All-world high school prospect spends a controversial year in So-Cal before eventually winding up in the Great White North.

Didn't the Minnesota Timberwolves enact this scenario once this week already?

Nine more days of free-agent negotiations after Monday mean there's a long road to adding shooting guard O.J. Mayo to a roster that now includes Shabazz Muhammad, introduced Friday as the team's first pick in the 2013 draft.

Mayo is, however, beyond-much-doubt president of basketball operations Flip Saunders' top external target in free agency, which runs through July 10. He's the most affordable, all-around talent available at a spot the Timberwolves simply must fill, and it's for that reason Saunders met with him face-to-face not long after landing in California on Sunday.

With a desperate need for scoring and a team environment that's not putting up with any rubbish, red flags sticking out of the ground occupied by guys like Muhammad and Mayo aren't redirecting Saunders' search.
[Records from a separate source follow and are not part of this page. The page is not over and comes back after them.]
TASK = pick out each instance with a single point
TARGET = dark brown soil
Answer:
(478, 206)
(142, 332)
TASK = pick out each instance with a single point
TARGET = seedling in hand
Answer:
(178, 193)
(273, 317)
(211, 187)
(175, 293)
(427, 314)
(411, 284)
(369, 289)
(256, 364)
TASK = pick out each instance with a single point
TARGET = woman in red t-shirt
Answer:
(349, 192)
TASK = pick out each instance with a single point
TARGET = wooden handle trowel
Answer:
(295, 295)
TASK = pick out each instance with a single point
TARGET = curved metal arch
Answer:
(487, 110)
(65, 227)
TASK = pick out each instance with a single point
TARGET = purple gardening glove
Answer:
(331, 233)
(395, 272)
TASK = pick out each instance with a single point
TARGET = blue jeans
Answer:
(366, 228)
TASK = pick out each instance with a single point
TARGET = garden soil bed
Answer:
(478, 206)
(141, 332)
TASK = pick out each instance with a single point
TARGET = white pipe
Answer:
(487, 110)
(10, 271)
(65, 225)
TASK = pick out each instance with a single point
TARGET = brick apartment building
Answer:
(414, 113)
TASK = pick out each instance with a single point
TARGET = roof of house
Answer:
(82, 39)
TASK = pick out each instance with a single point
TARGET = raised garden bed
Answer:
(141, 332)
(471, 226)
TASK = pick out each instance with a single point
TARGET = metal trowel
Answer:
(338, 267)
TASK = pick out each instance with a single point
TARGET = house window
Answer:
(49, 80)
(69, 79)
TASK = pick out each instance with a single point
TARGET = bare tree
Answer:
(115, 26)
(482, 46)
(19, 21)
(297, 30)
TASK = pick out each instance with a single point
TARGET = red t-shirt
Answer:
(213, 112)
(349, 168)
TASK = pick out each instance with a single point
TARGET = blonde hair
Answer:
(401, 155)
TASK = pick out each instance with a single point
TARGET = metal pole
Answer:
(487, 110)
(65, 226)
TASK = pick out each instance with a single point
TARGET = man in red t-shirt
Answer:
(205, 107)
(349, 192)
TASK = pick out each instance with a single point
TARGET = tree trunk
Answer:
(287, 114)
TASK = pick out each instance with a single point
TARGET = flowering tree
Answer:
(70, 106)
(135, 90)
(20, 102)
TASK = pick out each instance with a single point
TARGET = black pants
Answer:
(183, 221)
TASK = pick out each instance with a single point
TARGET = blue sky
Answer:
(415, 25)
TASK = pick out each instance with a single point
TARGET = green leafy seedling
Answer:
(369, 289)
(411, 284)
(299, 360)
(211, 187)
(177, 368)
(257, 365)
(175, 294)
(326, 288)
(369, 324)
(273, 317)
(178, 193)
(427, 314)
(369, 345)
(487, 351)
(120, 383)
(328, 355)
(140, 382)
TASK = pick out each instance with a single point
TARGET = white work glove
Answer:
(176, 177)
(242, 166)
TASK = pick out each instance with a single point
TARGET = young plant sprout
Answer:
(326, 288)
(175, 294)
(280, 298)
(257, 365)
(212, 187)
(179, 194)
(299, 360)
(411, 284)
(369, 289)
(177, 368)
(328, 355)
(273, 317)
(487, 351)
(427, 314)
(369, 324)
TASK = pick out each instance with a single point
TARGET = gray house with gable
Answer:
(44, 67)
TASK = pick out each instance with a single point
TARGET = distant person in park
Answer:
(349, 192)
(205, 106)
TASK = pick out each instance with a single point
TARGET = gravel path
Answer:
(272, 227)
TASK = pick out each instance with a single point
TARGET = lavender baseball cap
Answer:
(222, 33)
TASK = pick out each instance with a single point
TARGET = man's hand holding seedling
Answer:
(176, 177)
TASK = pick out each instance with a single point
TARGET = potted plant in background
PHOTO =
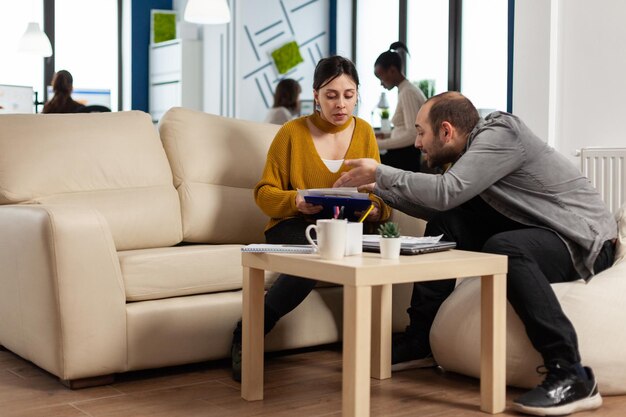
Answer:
(389, 240)
(385, 123)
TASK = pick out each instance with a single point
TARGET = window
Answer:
(471, 56)
(19, 68)
(86, 44)
(427, 40)
(484, 54)
(377, 28)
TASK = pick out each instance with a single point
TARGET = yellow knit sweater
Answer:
(293, 163)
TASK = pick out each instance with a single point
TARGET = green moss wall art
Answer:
(286, 57)
(163, 25)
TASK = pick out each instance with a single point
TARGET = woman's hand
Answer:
(307, 208)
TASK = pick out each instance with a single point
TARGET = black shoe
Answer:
(564, 391)
(408, 353)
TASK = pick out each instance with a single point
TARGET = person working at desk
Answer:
(286, 102)
(507, 192)
(308, 152)
(62, 102)
(401, 152)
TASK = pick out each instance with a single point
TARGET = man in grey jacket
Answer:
(506, 192)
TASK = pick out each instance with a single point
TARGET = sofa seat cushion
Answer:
(151, 274)
(111, 162)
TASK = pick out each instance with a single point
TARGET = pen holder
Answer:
(354, 239)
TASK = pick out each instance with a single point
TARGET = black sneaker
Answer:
(408, 353)
(563, 392)
(235, 358)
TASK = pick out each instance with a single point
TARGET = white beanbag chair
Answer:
(597, 309)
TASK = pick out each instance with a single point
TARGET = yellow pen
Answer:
(367, 212)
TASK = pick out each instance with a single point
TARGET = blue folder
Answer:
(351, 206)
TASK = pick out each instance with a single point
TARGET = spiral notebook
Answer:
(267, 247)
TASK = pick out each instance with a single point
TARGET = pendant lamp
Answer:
(35, 42)
(207, 12)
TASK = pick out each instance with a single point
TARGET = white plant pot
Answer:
(390, 247)
(385, 126)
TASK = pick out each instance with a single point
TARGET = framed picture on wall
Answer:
(162, 25)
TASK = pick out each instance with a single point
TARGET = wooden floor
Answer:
(300, 383)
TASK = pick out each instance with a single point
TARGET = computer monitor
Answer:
(88, 96)
(16, 99)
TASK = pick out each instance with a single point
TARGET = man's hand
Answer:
(362, 172)
(306, 208)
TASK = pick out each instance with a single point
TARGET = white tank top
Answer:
(333, 165)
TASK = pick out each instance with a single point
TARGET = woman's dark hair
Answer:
(286, 95)
(328, 69)
(62, 102)
(392, 57)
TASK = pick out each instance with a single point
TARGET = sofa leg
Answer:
(94, 381)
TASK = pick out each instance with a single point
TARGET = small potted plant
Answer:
(389, 240)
"We're not gonna let any of those players off the hook," Saunders said. "We've got high demands on what we expect of them on the floor and off the floor."

Each considered the country's No. 1 prospect coming out of high school, Muhammad and Mayo were cited by the NCAA for receiving improper benefits. But Mayo's acceptance of numerous gifts before and during his one season at Southern California was much more severe than Muhammad's travel expenses procured for recruiting visits. USC vacated all of its 2007-08 victories as a result of Mayo's dealings, and he entered the league with a reputation as a troublemaker.

Considered by some a selfish player at UCLA, Muhammad has a fresh start ahead of him to rebut the same rap.

In five professional seasons, Mayo hasn't been able to.

Drafted and traded by the Timberwolves to Memphis in the deal that landed Kevin Love, Mayo stormed into the league with Grizzlies, averaging 18.5 points per game (still a career high) and finishing second in the NBA's rookie of the year voting.